Skip to main content

Dual/Codual numbers for Forward/Reverse Automatic Differentiation

In my last two posts on automatic differentiation (AD), I described some basic primitives that implement the standard approach to forward mode AD using dual numbers, and then a dual representation of dual numbers that can compute in reverse mode. I'm calling these "co-dual " numbers, as they are the categorical dual of dual numbers.

It didn't click at the time that this reverse mode representation seems to be novel. If it's not, please let me know! I haven't seen any equivalent of dual numbers capable of computing in reverse mode.

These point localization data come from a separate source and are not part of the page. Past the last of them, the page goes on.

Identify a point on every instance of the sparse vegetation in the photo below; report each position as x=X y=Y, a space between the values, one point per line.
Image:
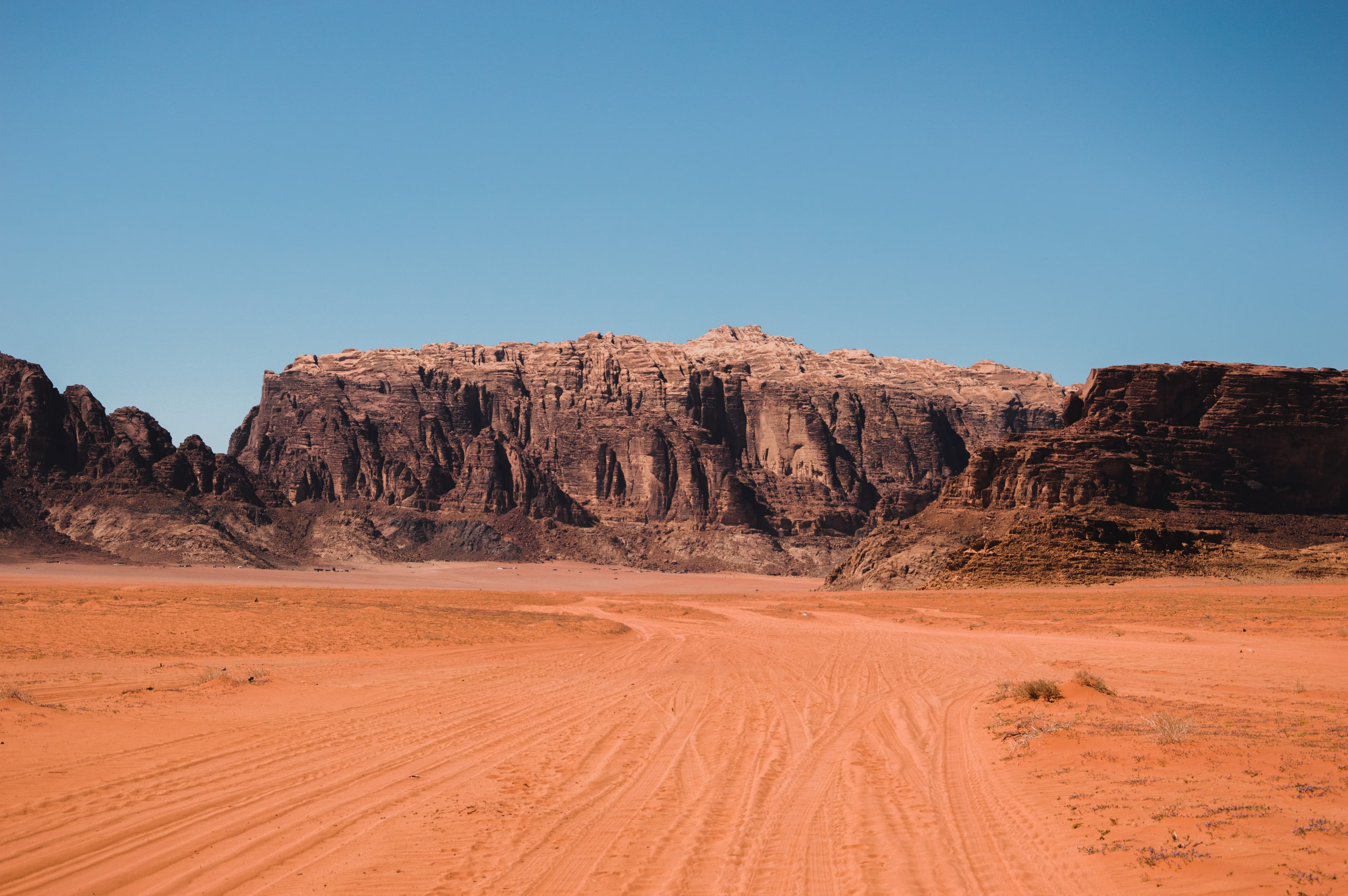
x=14 y=693
x=1028 y=728
x=1092 y=681
x=1168 y=728
x=1150 y=856
x=1322 y=827
x=1038 y=689
x=207 y=676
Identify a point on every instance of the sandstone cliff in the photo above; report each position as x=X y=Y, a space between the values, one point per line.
x=735 y=451
x=735 y=429
x=1229 y=469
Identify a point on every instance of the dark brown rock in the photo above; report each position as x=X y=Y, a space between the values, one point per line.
x=1195 y=469
x=733 y=429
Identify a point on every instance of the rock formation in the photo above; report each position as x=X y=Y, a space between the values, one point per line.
x=735 y=451
x=735 y=429
x=1231 y=469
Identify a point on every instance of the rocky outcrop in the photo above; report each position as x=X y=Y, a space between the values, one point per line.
x=1226 y=437
x=734 y=429
x=735 y=451
x=1226 y=469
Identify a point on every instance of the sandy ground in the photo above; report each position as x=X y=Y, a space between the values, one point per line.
x=425 y=740
x=518 y=577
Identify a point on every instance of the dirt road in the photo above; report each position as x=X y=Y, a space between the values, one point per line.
x=728 y=747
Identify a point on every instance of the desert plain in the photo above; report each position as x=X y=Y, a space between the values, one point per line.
x=561 y=728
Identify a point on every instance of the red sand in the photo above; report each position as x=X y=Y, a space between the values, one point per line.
x=440 y=742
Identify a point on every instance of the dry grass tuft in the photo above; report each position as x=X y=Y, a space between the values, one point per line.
x=1038 y=689
x=1322 y=827
x=207 y=676
x=1028 y=728
x=1092 y=681
x=14 y=693
x=1168 y=728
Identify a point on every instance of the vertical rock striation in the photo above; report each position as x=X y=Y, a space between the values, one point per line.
x=736 y=429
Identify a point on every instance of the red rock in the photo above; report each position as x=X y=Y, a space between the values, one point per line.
x=735 y=429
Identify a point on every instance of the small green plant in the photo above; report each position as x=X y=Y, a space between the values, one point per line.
x=1092 y=681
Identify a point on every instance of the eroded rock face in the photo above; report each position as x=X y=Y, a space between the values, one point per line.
x=733 y=452
x=1194 y=469
x=1226 y=437
x=736 y=429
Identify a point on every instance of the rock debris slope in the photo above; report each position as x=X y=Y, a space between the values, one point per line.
x=1230 y=469
x=736 y=449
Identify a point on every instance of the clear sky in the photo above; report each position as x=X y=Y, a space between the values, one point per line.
x=194 y=192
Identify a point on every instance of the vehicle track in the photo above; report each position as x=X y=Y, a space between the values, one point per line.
x=764 y=755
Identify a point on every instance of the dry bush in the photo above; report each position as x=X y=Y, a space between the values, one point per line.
x=1322 y=827
x=1168 y=728
x=14 y=693
x=1028 y=728
x=207 y=676
x=1092 y=681
x=1038 y=689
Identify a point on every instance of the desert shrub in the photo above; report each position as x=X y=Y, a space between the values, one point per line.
x=1168 y=728
x=1092 y=681
x=1038 y=689
x=1022 y=731
x=207 y=676
x=14 y=693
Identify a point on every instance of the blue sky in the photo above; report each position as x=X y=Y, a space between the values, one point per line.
x=192 y=193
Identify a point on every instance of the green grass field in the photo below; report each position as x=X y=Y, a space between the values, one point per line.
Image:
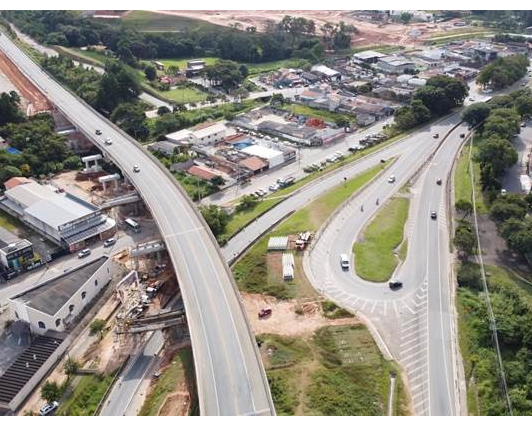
x=183 y=94
x=338 y=371
x=307 y=111
x=181 y=369
x=462 y=178
x=86 y=396
x=146 y=21
x=375 y=258
x=252 y=272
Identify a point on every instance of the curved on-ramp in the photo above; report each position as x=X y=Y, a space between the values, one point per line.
x=229 y=372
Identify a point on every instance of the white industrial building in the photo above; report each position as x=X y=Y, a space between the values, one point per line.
x=61 y=217
x=272 y=156
x=54 y=304
x=206 y=133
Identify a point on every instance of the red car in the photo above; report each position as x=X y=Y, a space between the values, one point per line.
x=265 y=312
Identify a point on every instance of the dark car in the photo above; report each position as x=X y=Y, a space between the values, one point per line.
x=48 y=408
x=394 y=285
x=265 y=312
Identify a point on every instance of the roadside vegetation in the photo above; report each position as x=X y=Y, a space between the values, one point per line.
x=338 y=371
x=86 y=396
x=375 y=253
x=510 y=295
x=254 y=274
x=180 y=369
x=512 y=305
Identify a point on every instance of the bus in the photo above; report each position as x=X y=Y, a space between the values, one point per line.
x=133 y=225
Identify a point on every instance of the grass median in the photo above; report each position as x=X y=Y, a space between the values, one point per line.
x=255 y=272
x=462 y=177
x=86 y=396
x=337 y=371
x=240 y=220
x=375 y=257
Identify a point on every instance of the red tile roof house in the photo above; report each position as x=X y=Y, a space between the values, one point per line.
x=201 y=173
x=255 y=164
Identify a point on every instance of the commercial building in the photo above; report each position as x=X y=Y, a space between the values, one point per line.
x=325 y=72
x=395 y=64
x=272 y=156
x=205 y=133
x=16 y=255
x=54 y=304
x=59 y=216
x=368 y=56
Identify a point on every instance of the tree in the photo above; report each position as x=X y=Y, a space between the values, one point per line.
x=97 y=326
x=476 y=113
x=10 y=108
x=523 y=106
x=216 y=218
x=131 y=118
x=71 y=367
x=498 y=153
x=50 y=392
x=72 y=163
x=150 y=72
x=464 y=206
x=163 y=109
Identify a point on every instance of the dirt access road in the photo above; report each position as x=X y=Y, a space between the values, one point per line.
x=369 y=33
x=37 y=102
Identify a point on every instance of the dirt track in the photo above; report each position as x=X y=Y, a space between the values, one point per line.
x=369 y=33
x=37 y=102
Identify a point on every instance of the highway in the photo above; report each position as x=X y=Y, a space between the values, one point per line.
x=230 y=376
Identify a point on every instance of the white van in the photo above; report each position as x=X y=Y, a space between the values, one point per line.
x=344 y=261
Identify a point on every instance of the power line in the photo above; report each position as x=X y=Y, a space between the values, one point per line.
x=491 y=316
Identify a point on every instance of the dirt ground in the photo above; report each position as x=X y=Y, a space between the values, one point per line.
x=369 y=33
x=284 y=320
x=37 y=101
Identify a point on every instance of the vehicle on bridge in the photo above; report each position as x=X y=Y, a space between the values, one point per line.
x=344 y=261
x=133 y=225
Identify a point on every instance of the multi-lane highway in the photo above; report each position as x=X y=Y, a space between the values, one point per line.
x=230 y=376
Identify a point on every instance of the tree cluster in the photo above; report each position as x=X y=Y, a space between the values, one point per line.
x=437 y=98
x=42 y=150
x=503 y=72
x=292 y=37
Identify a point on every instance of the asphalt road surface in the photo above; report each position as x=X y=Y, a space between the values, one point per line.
x=230 y=376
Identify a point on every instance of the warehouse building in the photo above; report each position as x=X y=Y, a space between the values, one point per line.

When reverse mode AD is needed, most introductions to AD go straight to building a graph/DAG representation of the computation in order to improve the sharing properties and run the computation backwards, but that isn't strictly necessary. I aim to show that there's a middle ground between dual numbers and the graph approach, even if it's only suitable for pedagogical purposes.

Review: Dual Numbers

Dual numbers augment standard numbers with an extra term for the derivative of that number:

real number x   =(dual number transform)=>   x + x'*ϵ

Then various identities over addition, multiplication and trig functions propagate the derivative throughout the function to the return value. Here is a simple type for dual numbers to illustrate:
public readonly struct Dual
{
    public readonly double Magnitude;

    public readonly double Derivative;
    
    public static Dual operator +(Dual lhs, Dual rhs) =>
        new Dual(lhs.Magnitude + rhs.Magnitude,
                 lhs.Derivative + rhs.Derivative);
        
    public static Dual operator *(Dual lhs, Dual rhs) =>
        new Dual(lhs.Magnitude * rhs.Magnitude,
                 lhs.Derivative * rhs.Magnitude + rhs.Derivative * lhs.Magnitude);
            
    public Dual Pow(int k) =>
        new Dual(Math.Pow(Magnitude, k),
                 k * Math.Pow(Magnitude, k - 1) * Derivative);
}
The standard calculation operates on the Magnitude field, and the Derivative field computes the derivative right alongside via the standard identities. This permits you to somewhat efficiently differentiate any function that accepts only values of type Dual, which is called forward mode AD:
public static class Calculus
{
    public static Dual DerivativeX0At(
        double x0, double x1, Func<Dual, Dual, Dual> f) =>
        f(new Dual(x0, 1), new Dual(x1, 0));

    public static Dual DerivativeX1At(
        double x0, double x1, Func<Dual, Dual, Dual> f) =>
        f(new Dual(x0, 0), new Dual(x1, 1));
}
We call a differentiable function with 1 in the derivative position of a parameter if we're differentiating with respect to that parameter. This means you can only take the derivative with respect to a single parameter at a time in forward mode. If you need to differentiate with respect to multiple input parameters, you need to run the whole function repeatedly, once for each derivative (or as I covered in my first post, use a vector of derivatives which has high space complexity).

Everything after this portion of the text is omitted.